A male Sumatran orangutan has defied the “absent father” role of his wild counterpart by stepping up to care for his 2-year-old daughter after her mother died unexpectedly in a zoo in Colorado.
Female orangutan Nias, who lived at Colorado’s Denver Zoo for fifteen years, passed away on Dec. 17, 2020, at the age of 32. The matriarch is survived by her two daughters, Hesty, aged 10, Cerah, aged 2, and her mate, Berani.
“In the wild, orangutan males are not involved with their offspring,” Denver Zoo posted on
Facebook nearly a month after Nias passed away. “To see Berani step up as Mr. Mom is an extremely rare situation, and Cerah couldn’t have asked for a better dad.”
Zookeepers felt “so fortunate” that the young orangutan’s father had “stepped up to the plate.” Protective and attentive to Cerah’s needs, Berani began carrying her, comforting her, and even cuddling with her while she slept.
In one touching photo shared by the zoo, Cerah cuddles with her father, nibbling on his chin. In another, Berani carries his daughter the way his partner used to do as he crosses a rope bridge in the zoo’s orangutan enclosure.
Big sister Hesty, Berani’s stepdaughter, is also helping him take care of Cerah after both the siblings lost their mom. “This family group is particularly special because it’s highly unusual for adult male orangutans to accept unrelated offspring as their own,” the zoo wrote on their
website.
Pending a necropsy, Nias’s cause of death remains unknown.
Nias first became part of Denver Zoo’s Great Apes exhibit in November 2005, giving birth to both of her babies at the zoo. In a Facebook
post, zoo officials praised Nias for her tremendous growth as a mother between the two births, recalling Nias first watching Hesty like a hawk after her birth.
“But with Cerah, who was born in 2018, Nias became much more relaxed,” they recalled. “[G]uests could often see our littlest orangutan swinging around on her own, while still under mom’s watchful gaze.”
Besides being a nurturing mother, a wonderful mate to Berani, and a “fiercely loyal friend” to her care team, zoo officials also thought of their “Queen Bee” as an ambassador for the critically endangered Sumatran orangutan.

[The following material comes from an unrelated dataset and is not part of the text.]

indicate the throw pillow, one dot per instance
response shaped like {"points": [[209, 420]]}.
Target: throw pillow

The species has just over 13,000 members left in the wild,
reports Sumatran Orangutan Conservation Programme (SOCP). Rainforest destruction is the most prevalent threat to orangutan survival in the wild, with illegal poaching a close second.
Denver Zoo’s partners at Colorado State University’s College of Veterinary Medicine & Biomedical Services are hoping to find out why Nias passed away suddenly. Orangutans in captivity have an average lifespan of 60 years,
according to National Geographic.
Meanwhile, in the zoo’s Great Apes enclosure, the family of three, Berani, Hesty, and Cerah are “sticking together and moving forward,”
said officials.
On Feb. 15, 2021, as Berani turned 28, Denver zoo
posted a video of the trio having fun playing together with some “wintery non-toxic bubble enrichment.” They also took a moment to appreciate the male orangutan for stepping into the act as a parent to Cerah, adding it’s “normally unheard of in the wild.”